Mr. Williams put the box down and held out his arms. Saj ran straight into them. He drew her to him, and she could feel the steel-like strength of his arms and back. He held her a long time, then let her go.

She watched him leave. She was breathing hard, but she didn't cry.

"Did you really fire him for something I said?" Saj asked.

"Of course not. But now that my grandfather is dead, things are going to change around here. You understand that Roland Williams is not your grandfather, don't you? He's delusional. You heard him say that he had been a slave and been hanged and had his head cut off. That's crazy, right?"

"I guess so...." Saj said.

"You see, Sajidah, my grandfather was a very tolerant man, too tolerant. He had a knack with crazy people and problem children. Angry ghosts and hungry ghosts. Roland William is an alcoholic. You aren't the only one he said inappropriate things to. How can the school go forward with people like that working here?"

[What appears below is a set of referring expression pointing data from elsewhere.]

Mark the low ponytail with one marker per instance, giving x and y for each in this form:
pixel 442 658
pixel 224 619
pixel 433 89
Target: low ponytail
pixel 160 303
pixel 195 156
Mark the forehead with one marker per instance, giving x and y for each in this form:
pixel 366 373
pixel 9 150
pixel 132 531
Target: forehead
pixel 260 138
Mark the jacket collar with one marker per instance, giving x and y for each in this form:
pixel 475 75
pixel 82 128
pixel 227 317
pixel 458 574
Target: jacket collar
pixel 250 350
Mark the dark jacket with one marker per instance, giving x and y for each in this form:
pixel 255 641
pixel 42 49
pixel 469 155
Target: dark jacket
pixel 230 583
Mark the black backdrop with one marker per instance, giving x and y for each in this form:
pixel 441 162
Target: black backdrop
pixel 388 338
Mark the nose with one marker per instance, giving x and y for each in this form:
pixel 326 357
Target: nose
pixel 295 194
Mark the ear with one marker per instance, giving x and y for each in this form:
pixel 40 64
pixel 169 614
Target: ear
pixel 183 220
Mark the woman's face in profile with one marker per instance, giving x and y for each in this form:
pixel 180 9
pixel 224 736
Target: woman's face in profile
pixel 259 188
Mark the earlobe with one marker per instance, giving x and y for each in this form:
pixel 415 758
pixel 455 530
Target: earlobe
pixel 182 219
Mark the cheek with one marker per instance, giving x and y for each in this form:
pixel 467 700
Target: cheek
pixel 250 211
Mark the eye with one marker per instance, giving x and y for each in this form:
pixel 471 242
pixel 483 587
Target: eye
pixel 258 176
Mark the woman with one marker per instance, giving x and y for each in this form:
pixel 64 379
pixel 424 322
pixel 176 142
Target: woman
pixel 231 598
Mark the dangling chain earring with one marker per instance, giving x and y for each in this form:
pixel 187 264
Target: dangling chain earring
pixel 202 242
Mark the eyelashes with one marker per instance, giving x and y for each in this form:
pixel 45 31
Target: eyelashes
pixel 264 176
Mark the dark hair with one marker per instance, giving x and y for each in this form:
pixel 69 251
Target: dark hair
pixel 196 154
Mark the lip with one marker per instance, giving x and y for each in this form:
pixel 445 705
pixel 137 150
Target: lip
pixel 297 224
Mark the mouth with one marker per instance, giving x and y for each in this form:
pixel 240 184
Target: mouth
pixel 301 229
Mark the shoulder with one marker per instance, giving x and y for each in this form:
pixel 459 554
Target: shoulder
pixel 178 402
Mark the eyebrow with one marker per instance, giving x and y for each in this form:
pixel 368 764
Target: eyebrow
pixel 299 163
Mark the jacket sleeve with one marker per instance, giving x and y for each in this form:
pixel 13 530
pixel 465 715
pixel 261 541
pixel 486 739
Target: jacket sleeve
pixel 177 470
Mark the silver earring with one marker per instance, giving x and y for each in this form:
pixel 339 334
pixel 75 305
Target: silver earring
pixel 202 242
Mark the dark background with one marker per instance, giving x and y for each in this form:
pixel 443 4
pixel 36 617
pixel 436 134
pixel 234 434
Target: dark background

Jane placed a hand on Saj's shoulder. Saj had to fight the urge to knock it away.

"You remind me so much of a girl who used to go to school here. She was lovely and smart. But she made a disastrous mistake, and she never graduated. Such a shame. I would hate to see something like that happen to you. You'll be fine if you learn to get along. If you got put out..." Jane stopped. "What would happen to you then?"